E agora? Na pressão de inventar algo, resolvi então perguntar-lhes o que queriam saber.
-Ah… conta uma história de bicho! — Marô estivera assistindo aos canais de animais selvagens e se interessava muito pelo assunto.
Madu começou a esboçar certo interesse pela situação e me perguntou:
-Nunu, mas eu queria saber… assim, tipo… porque os crocodilos tem essas crostas nas costas?
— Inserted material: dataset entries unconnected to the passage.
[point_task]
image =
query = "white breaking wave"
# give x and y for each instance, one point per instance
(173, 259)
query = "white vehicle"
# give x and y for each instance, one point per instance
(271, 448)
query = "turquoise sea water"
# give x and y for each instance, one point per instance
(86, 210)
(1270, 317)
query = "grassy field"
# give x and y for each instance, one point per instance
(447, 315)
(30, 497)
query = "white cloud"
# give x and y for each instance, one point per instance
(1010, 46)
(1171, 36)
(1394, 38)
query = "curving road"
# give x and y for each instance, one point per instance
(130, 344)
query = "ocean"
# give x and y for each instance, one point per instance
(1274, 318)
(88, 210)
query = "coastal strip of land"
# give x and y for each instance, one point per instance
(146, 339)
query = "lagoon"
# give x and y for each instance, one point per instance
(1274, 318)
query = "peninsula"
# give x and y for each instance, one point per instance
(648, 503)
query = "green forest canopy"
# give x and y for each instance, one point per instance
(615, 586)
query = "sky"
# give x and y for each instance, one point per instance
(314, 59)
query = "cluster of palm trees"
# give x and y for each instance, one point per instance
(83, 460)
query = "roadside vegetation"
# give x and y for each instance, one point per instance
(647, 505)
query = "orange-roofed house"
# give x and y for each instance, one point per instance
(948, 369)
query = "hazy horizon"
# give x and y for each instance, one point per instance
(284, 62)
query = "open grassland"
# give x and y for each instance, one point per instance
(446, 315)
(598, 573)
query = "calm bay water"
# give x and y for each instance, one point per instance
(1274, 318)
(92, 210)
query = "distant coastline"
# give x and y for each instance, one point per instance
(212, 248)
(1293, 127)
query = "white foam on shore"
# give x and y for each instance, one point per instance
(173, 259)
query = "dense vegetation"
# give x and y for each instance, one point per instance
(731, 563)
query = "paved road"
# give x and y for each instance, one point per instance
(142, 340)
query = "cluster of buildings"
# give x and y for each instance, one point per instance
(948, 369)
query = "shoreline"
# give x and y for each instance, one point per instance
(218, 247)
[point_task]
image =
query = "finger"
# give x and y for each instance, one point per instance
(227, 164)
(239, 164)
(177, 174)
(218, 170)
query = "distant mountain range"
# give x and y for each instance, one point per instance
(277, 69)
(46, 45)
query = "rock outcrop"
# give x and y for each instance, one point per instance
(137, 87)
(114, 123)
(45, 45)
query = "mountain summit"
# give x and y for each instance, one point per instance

Sorri ao enxergar cintilando em seu olhar o espírito da curiosidade já tão maltratado no mundo dos adultos. Chamei-as pra mais perto e comecei falando sobre um homem chamado Darwin, e de como ele pensava que os animais desenvolviam características de acordo com o meio no qual viviam. As duas, sentadas com perna de índio na minha frente, prestavam atenção em cada movimento e em cada palavra. Observei as feições inertes quando percebi que haviam começado a imaginar os animais selvagens que eu citava, as florestas, os países e os climas que descrevia. De repente o espaço já estava preenchido e o véu pedagógico escorria pelo vão da porta. Marô se levantou dando pulinhos e animadíssima me interrompeu para perguntar:
-Mas Nunu, então um mendigo que mora na rua pode ter o corpo diferente das pessoas que moram em casas?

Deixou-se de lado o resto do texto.